Seorang teman pernah berkata seperti ini, “Susahlah..safety riding itu untuk diri sendiri, gak bisa dipaksakan”.
Teman lain pernah ngedumel ini saat berdesak-desakan antri TransJakarta, “Mau kita antri setertib apapun juga, kalau yang lain masih serabutan, kita pasti akan diinjek-injek“.
Satu lagi nih, “Ih mau marah rasanya, kenapa sih SATPAM di gedung ini centil-centil? Bete!” omel seorang rekan kantor yang segera disambut anggukan oleh saya.
Dan memang, ketiga kenyataan itu saya alami sehari-hari. Kadang di kala mood lagi bagus, saya hanya bisa menghela napas dan membiarkan oknum melenggang kangkung. Kalau mood tidak bagus? Dapat dipastikan sentakan keluar dari mulut. Febri berulang kali bilang buat apa emosi atas hal-hal sepele seperti itu. I know he has a good point there but I can’t help it.
On safety riding: sudah berapa banyak sih kecelakaan yang terjadi karena kelalaian salah satu pihak? Dan tidak sedikit pula kan korban yang terluka parah atau bahkan meninggal dunia datang dari pihak yang tidak bersalah. Hikmahnya si pengendara ugal-ugalan mendapatkan ‘sentilan’ dari Yang Di Atas atas kelakuannya, untuk si korban dan keluarganya? Nasib? Hhh. Uh, ga paham deh, padahal ya sepanjang pengertian saya, pengendara motor itu kebanyakan membeli motornya dengan cara mencicil, artinya ada ‘perjuangan’ untuk mendapatkannya kan? Tapi kenapa nyetirnya seperti motor yang nganggur di rumahnya ada 12 ya?
On queing: Memang sudah terbukti, sebagian besar warga Jakarta tidak bisa diatur. Bahkan, ketika petugas di shelter Ragunan sudah bersusah payah membiasakan penumpang antri dengan membuat 3 antrian (duduk, berdiri/terburu-buru dan ibu hamil/bawa anak/manula), masih banyak calon penumpang yang seenaknya sendiri. Tiba-tiba menyelak antrian duduk atau menyelinap saat ibu-ibu hamil berbaris teratur masuk ke bus. Biasanya petugas sigap menegur tapi kadang mereka hanya bisa pasrah karena memang tenaga di lapangan kurang sekali. Selain orang yang dorong-dorong, saya kesal dengan tipe penumpang perempuan yang seringkali menyelak barisan atau memaksa masuk bus yang sudah penuh sembari bergumam, “Cuma satu kok…cuma satu..pasti bisa”. Hhh.
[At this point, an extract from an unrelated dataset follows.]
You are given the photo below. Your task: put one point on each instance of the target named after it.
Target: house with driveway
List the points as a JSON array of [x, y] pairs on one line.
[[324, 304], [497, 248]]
On ‘flirty’ men: Saya pernah melihat poster beberapa tahun lalu isinya kalimat ini, “Bagaimana angka kejahatan tidak semakin tinggi kalau rok Anda juga semakin tinggi” (or something like that). Saya tahu bahwa memakai pakaian yang ‘menantang’ bagi wanita memiliki risiko tersendiri. Bagaimana dengan wanita-wanita lain yang berpakaian biasa-biasa saja tapi tetap diisengin? “Pagiii, Mbak” sering diucapkan oleh Satpam di gedung ini kepada karyawati. Memang terlihat seperti tidak ada yang salah karena letak centil ada di nada. Kadang (sebagian) pria ‘bersembunyi’ di balik alasan, “Kami sopan kok, menyapa tidak ada salahnya kan?” Haha ternyata, tidak hanya saya yang merasa kelakuan mereka (Satpam gedung ini) nyebelin. Hhh.
Hihihi cukup ngedumel, saya harus segera kembali meladeni kejaran deadline.